Read. A lot. Here are a few good things to start with:
And get out there and make mistakes. We all do. Its going to happen. Hopefully it won’t be catastrophic. And while you are reading and making mistakes, I would strongly suggest learning Erlang. Even if you never do any serious projects with Erlang, there is a ton you can learn about building reliable software from it.
One last bit of advice, start following the members of the Basho team list on Twitter, as well as the people they are talking to.
This is the second time in as many weeks I hear about someone struggling with ElasticSearch heisenbugs. Makes one cling to clustered Solr for its predictability.
Excellent interview, btw. And as a newbie lobster, I enjoy this richer experience, both in content and presentation, compared to the /other/ news site.
That wasn’t an ES bug. It was entirely us not paying attention to what we were doing when configured tokenization.
FWIW, we’re working on a “Search QA” feature at Elasticsearch. It’s a long way from being done, but on the roadmap for sure.

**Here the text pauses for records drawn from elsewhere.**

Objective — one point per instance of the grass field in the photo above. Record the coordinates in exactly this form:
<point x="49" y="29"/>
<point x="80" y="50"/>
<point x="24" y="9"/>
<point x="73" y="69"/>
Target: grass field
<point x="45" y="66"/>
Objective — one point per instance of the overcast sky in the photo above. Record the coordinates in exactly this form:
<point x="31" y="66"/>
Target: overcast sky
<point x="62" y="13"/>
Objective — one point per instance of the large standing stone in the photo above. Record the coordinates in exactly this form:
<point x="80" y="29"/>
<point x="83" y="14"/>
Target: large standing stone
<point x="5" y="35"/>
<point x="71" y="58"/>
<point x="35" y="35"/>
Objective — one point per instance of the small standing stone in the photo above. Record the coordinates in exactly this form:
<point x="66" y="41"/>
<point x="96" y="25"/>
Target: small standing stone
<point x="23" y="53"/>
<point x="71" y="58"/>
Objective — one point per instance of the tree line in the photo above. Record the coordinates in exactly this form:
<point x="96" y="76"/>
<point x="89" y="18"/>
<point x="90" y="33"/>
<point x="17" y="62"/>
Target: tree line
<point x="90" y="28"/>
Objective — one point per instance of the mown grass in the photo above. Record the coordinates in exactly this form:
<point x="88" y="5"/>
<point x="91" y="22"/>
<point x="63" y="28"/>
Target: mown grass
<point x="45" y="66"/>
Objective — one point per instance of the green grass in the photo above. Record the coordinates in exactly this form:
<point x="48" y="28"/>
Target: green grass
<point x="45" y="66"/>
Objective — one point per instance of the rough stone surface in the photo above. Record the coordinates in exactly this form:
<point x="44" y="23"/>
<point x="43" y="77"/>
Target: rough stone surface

The “these results don’t look quite right” problem happens a lot, and I’d say 99% of companies don’t have a systematic way to tune/test their queries. Most people just fiddle until they feel happy with some arbitrary query, without fully understanding the impact on the entire system.
Basically, you provide training data in the form of <input query, [matching docs]> tuples, and then one or more of Elasticsearch queries that are evaluated against your training data.
Elasticsearch will then tell you which query gives you the best results (using standard metrics like recall, precision, MAP, ROC, etc). It’s basically just simple, applied ML, but in the context of result relevance. We’re hoping that it will help companies tune their search results more systematically, and find problems (like the tokenization problem Sean had) faster, since the QA will surface problems immediately.
Now that is a project I can’t wait see come to fruition.